Friday, June 17, 2011

Running

Pat and I have been running from the city.  Well, I guess I can't speak for Pat but it is true for me.

I came to that realization the other night when I was talking with someone.  In spite of all the movement and activity in DC I am still able to hear my heart and what the Father is revealing to me.

I have been hiding in the country and semi-rural areas.  It was safe for me.  I wasn't asked to do more than I could do.  The people were easy to get along with.  I felt like I could handle any relationship that I came across.

My fear was that if I got in an urban setting that it would be revealed that I wasn't all that sharp.  That I wasn't able to run with "the big boys".  That intelligent people would see me as a nave.  It isn't that I haven't been around sharp people all my life or been unable to have a deep intellectual conversation with many of you reading this post.  It's just that I assumed that you were "nicer" because you lived in the country and that people in the city were just mean.

It was only the encouragement of a friend that helped me risk the attempt to fit in some place where there weren't a lot of trees or cows.

What I'm finding is that people are all alike...and that God is with me wherever I go...and I am able to be just who I am in whatever setting I find myself.

This week I have continued to ride the metro, walk down streets lined with tall buildings and I've still been able to be courteous, loving people, listening to them and being me.  I fit.  I fit in better than I ever thought I would.  It even feels comfortable.

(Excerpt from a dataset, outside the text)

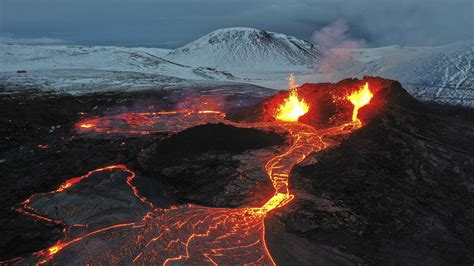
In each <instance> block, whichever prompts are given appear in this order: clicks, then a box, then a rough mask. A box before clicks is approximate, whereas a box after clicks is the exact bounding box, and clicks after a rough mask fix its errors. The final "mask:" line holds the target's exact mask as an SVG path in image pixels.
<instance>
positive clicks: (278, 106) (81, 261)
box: [1, 77, 474, 265]
mask: <svg viewBox="0 0 474 266" xmlns="http://www.w3.org/2000/svg"><path fill="white" fill-rule="evenodd" d="M216 91H218V93H217V94H216ZM233 91H235V90H233ZM181 93H184V92H182V91H168V92H160V94H157V93H154V92H146V93H134V94H126V93H119V94H104V95H93V96H88V95H82V96H74V97H73V96H60V95H59V96H55V95H53V96H42V97H38V98H32V97H26V96H24V95H17V96H16V97H15V100H7V99H3V101H4V102H3V103H4V104H2V106H3V107H2V108H12V109H15V108H16V110H18V112H17V113H15V116H12V117H5V118H3V119H4V121H3V122H2V123H4V124H5V128H6V129H7V130H5V131H4V132H3V133H2V134H3V135H4V137H5V139H10V140H12V141H11V142H9V143H6V144H5V145H3V146H2V147H4V148H3V149H4V150H5V159H3V160H4V161H2V164H1V166H2V167H3V168H4V169H2V170H4V171H2V172H3V173H7V177H6V178H4V179H2V182H5V183H4V184H2V187H3V189H6V193H2V195H4V197H6V199H8V200H7V201H3V202H5V203H3V204H2V209H3V210H5V212H4V213H6V214H5V215H4V216H2V224H4V225H5V227H4V231H5V232H4V234H3V235H4V236H5V237H4V238H5V241H4V242H3V243H2V245H3V246H2V247H1V254H2V259H5V260H8V261H6V262H7V263H11V264H34V263H49V264H54V263H58V264H71V263H72V264H77V263H80V264H84V263H110V262H112V263H117V264H264V265H274V264H289V265H293V264H295V265H296V264H303V265H314V264H324V265H326V264H329V265H333V264H449V263H456V264H466V263H467V264H469V263H470V262H471V261H472V257H473V252H472V250H473V244H472V243H474V241H472V240H473V236H474V228H473V227H472V224H474V216H473V215H472V214H473V206H472V202H473V201H474V192H473V191H472V187H473V185H474V184H473V180H472V178H471V177H472V176H474V173H473V171H472V169H474V167H472V166H473V162H472V155H473V153H474V150H472V148H471V147H473V145H472V139H473V138H472V137H473V135H474V128H473V127H472V124H473V123H472V117H473V116H472V110H470V109H458V108H447V107H440V106H433V105H426V104H422V103H420V102H418V101H417V100H415V99H413V98H412V97H411V96H410V95H409V94H408V93H407V92H406V91H405V90H404V89H403V88H402V87H401V85H400V83H398V82H396V81H393V80H385V79H381V78H376V77H364V78H363V79H362V80H357V79H345V80H342V81H340V82H338V83H335V84H333V83H323V84H304V85H302V86H300V87H293V86H290V90H289V91H287V92H280V93H277V94H274V95H271V96H269V95H270V94H271V93H270V92H267V94H266V95H265V93H262V94H259V95H260V96H258V95H257V96H254V97H248V95H243V94H240V93H235V94H232V93H230V92H228V91H226V90H225V88H221V89H220V90H209V89H207V90H202V89H201V90H196V91H195V92H193V96H192V97H189V98H188V99H190V101H192V99H197V100H200V99H202V98H200V97H195V96H196V95H201V96H206V97H205V98H206V99H207V100H209V99H210V98H212V97H209V95H213V97H215V99H216V100H219V101H221V102H222V101H223V102H226V103H228V105H227V106H221V105H214V106H215V108H216V109H214V110H209V109H205V110H203V109H192V108H188V109H179V110H178V109H177V108H179V107H180V106H182V103H180V102H178V101H173V100H172V99H182V97H178V96H179V95H180V94H181ZM188 93H189V92H188ZM262 95H265V97H263V96H262ZM292 97H293V98H296V101H294V102H296V103H297V104H296V106H297V107H298V106H299V104H301V103H304V106H305V108H303V110H304V111H305V112H297V114H298V115H296V116H291V117H292V119H290V120H287V119H286V120H285V119H279V117H280V116H279V114H281V112H282V110H287V108H286V107H285V108H282V106H286V103H287V102H288V101H285V100H287V99H292ZM151 99H153V101H151V102H154V103H155V105H156V106H155V105H154V106H148V108H146V110H131V109H133V107H134V106H137V103H143V102H144V101H145V100H147V101H146V102H150V100H151ZM207 100H206V101H207ZM19 103H20V104H19ZM158 103H159V104H158ZM232 103H234V104H232ZM235 103H238V104H235ZM19 105H21V106H26V108H18V107H15V106H19ZM48 105H49V106H52V109H53V110H54V112H53V113H48V112H51V109H48V110H45V109H44V108H41V106H48ZM140 106H143V104H140ZM186 106H196V105H194V104H187V105H186ZM200 106H203V105H202V104H201V105H200ZM306 107H307V109H306ZM35 108H36V109H35ZM288 109H289V110H288V111H289V113H293V110H294V109H292V107H291V105H290V107H288ZM114 110H119V111H118V112H117V111H116V112H115V113H114ZM124 110H126V111H124ZM285 112H286V111H285ZM221 114H225V116H223V115H221ZM38 118H40V119H38ZM207 122H212V123H209V124H206V123H207ZM51 123H54V126H53V127H51V126H50V124H51ZM180 126H183V127H188V128H187V129H184V130H183V128H182V127H180ZM43 128H47V129H48V131H46V133H45V132H44V131H42V129H43ZM48 132H49V133H48ZM144 132H145V133H144ZM142 133H144V134H142ZM78 158H80V159H78ZM32 162H38V163H37V165H36V166H34V167H28V168H25V167H22V166H23V165H25V163H28V164H31V163H32ZM78 162H81V163H80V164H79V165H78ZM20 176H21V177H22V178H18V177H20ZM45 176H47V178H46V179H45V178H44V177H45ZM58 229H61V230H58ZM12 246H15V247H17V248H15V249H14V250H12V249H11V248H10V247H12Z"/></svg>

There are nice people everywhere.  They respond to nice and genuine interest in them from someone else.  All I have to do is be me.  It gives them the freedom to be them.  The conversations are lively.  We're having fun teasing each other but there are still opportunities to talk about what matters.

This week I had a brief conversation with one of my office mates about Congressman Weiner.  We had just learned that he had resigned.  A co-worker said, "What difference did it make that he was sexting?  If we looked into every politicians life we would find things that were inappropriate."  My reply was that the character of a person is reflected in his actions both privately and publicly.  I believe it's time for us to expect people to take responsibility for their brokenness, get help and realize that it impacts every aspect of their lives including their ability to lead in the public sector.

So I was afraid that I couldn't speak my mind in that setting.  Funny how fears keep us from doing what we need to do...what we have been called to do.  The setting doesn't matter.  The relationship we are speaking out of does.

The Father is in DC with me just like he was in Holmes Co with me.  The geographic location, the mode of transportation and the speed at which people go about their lives doesn't change who He is and my relationship with Him.

What have you been running from?  Is there a calling that you don't feel you measure up to?  What fears are keeping you from being who God created you to be?  I know answers to those questions will bring some renewed excitement to your lives.  Count on it.